Diallel analyses of GFR values were interpreted critically from the trials, for which the ratio of GCA to SCA mean squares was 4.83. This predominance of additive gene effects for GFR in the Hawaii germplasm paralleled with temperate maize (Cross 1975; Ottaviano and Camussi 1981; Katsantonis et al. 1986; Wang et al. 1999). Significant seasonal interactions with GCA and SCA effects were evident in this study. These types of interactions however are not unusual in Hawaii. Jong et al. (1982) studied yield variations that doubled from winter to summer over a 41-month study at Waimanalo, Hawaii. The differences in PAR and temperature which coincided with the kernel filling period among the trials in this study clearly accounted for the significance of interactions of GCA and SCA with seasons.

The prevalence of additive gene effects for GFR in this set of HFS inbred germplasm suggests that GFR can be altered by breeding methods that exploit additive gene effects. In Hawaii this may properly focus on maintaining GFR and extending GFP, or increasing GFR and reducing GFP. In northern latitude environments where early frost is a concern, breeding may seek largely to accelerate kernel filling. The SCA effects were also large enough to encourage appropriate hybrid breeding methods. However, the highly significant interactions of season with genotype under low-light stress mandate breeding in multiple planting dates throughout the year. This has been a traditional practice in Hawaii (Brewbaker 2003).

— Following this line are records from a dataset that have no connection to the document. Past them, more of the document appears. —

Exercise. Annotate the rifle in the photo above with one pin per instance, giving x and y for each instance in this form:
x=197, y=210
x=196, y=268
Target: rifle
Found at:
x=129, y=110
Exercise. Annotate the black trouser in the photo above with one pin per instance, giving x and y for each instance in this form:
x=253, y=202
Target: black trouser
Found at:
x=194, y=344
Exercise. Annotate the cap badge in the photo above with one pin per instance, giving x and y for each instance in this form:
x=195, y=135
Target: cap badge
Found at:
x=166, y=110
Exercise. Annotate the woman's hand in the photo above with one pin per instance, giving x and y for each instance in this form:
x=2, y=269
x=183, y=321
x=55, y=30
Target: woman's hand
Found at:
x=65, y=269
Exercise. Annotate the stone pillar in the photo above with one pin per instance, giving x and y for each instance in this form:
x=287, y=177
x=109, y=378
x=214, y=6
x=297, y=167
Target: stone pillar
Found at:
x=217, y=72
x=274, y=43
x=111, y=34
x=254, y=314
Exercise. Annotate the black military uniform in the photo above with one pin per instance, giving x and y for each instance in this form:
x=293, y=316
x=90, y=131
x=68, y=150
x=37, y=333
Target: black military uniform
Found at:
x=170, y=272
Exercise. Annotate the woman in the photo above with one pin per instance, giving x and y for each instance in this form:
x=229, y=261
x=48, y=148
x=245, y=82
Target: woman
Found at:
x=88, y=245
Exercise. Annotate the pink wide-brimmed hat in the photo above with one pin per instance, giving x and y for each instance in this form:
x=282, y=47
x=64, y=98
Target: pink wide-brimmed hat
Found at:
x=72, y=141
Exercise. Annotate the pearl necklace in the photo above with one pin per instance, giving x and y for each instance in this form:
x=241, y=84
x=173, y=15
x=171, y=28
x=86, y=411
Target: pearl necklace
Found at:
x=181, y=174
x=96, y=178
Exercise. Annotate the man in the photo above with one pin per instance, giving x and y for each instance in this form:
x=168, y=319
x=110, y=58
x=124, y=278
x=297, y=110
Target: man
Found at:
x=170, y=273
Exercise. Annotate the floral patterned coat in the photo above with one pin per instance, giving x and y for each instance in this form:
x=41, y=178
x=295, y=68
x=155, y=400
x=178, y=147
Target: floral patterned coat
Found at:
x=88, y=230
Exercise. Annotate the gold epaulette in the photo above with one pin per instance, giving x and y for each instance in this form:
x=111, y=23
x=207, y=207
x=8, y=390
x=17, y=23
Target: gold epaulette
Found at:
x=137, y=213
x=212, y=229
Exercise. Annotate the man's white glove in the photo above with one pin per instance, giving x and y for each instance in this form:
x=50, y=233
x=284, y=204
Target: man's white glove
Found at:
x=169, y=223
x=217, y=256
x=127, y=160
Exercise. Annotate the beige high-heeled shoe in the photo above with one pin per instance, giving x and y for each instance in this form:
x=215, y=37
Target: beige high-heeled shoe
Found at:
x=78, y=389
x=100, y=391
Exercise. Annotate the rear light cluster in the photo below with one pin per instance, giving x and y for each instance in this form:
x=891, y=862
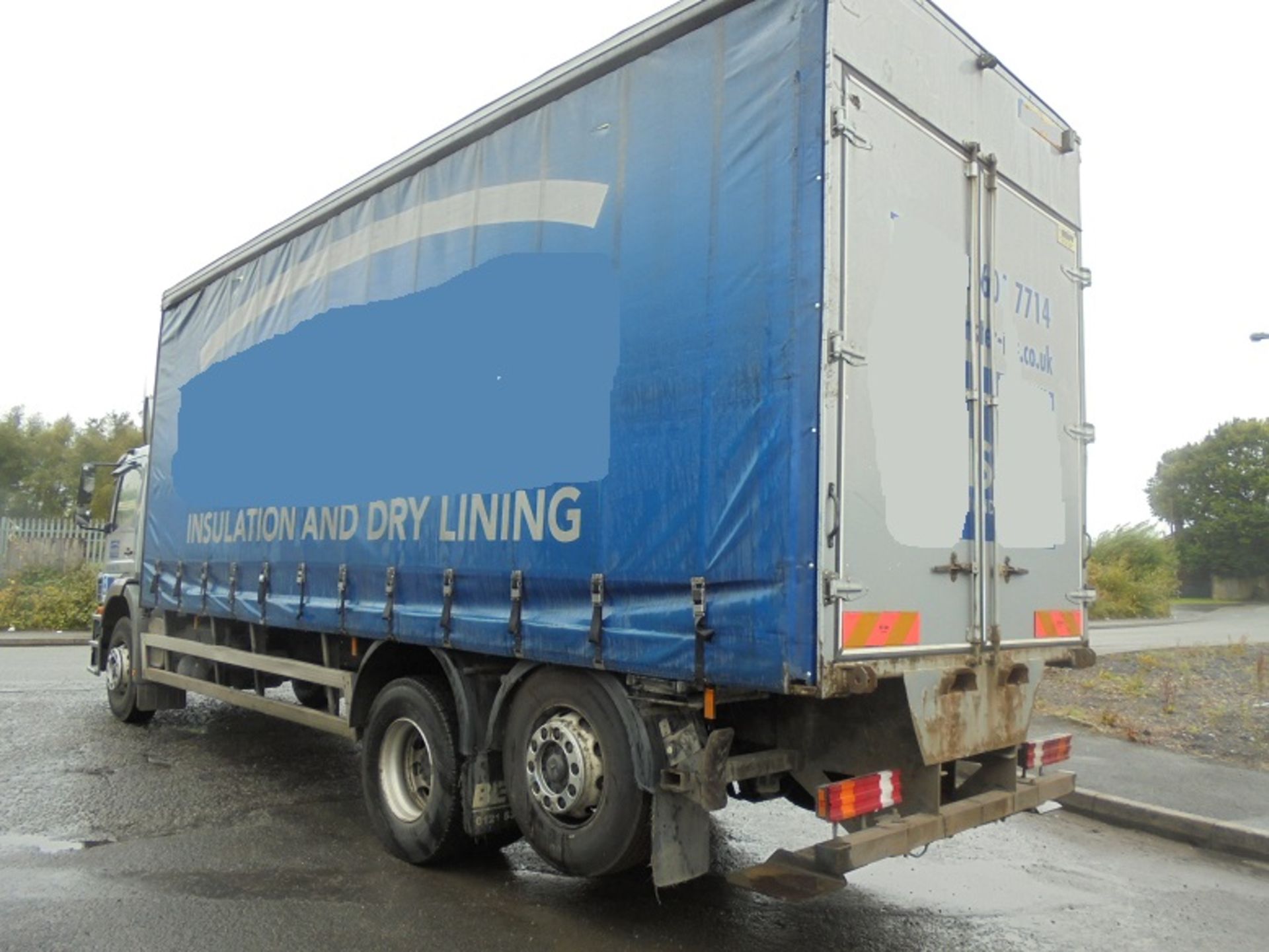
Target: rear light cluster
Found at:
x=1044, y=752
x=859, y=796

Diallel analyses of GFP values were also interpreted critically, for which the modified ratio of GCA to SCA mean squares was 2.15, indicating larger contribution of additive gene effects. Seasonal interactions were significant for GCA and SCA effects. The inconsistency of genetic effects for GFP over seasons in Hawaii coincided with the findings of prior studies with temperate maize germplasm (Cross 1975; Ottaviano and Camussi 1981; Katsantonis et al. 1986; Wang et al. 1999). The GCA to SCA ratios for GFP in this study was typically much less than for GFR. Breeding to extend GFP in Hawaii using the current germplasm would clearly be challenging but however can be compensated by evaluation of multiple trials throughout the year. The identification of markers and QTLs associated with grain filling traits appear to be promising (Liu et al. 2011), and might be a logical approach to supplement future breeding by marker assisted selection. In Hawaii where climate permits breeding and year-round corn production, focus is on improved yield that might exploit long GFP especially during seasons of short days and low incident light values (Jong et al. 1982). It is evident that breeding for high grain yield in the tropics such as in Hawaii has led, and will continue to lead, to increased grain-fill periods.

Tropical and temperate maize genetic systems obviously affect GFR and GFP. Variation in inbred and hybrid performance was observed for both traits in Hawaii, and inbred values generally served as a good predictor of hybrid performance. Genetic control of GFR largely involved additive gene effects. Grain filling periods interacted significantly with seasonal variations in light and temperature. Despite interest to extend or attenuate grain filling periods in the short-day tropics, breeding to alter GFP may be challenging. The effects of low-light winters in Hawaii on GFR and GFP mandate that breeding and evaluation occur by shuttle-breeding throughout the year.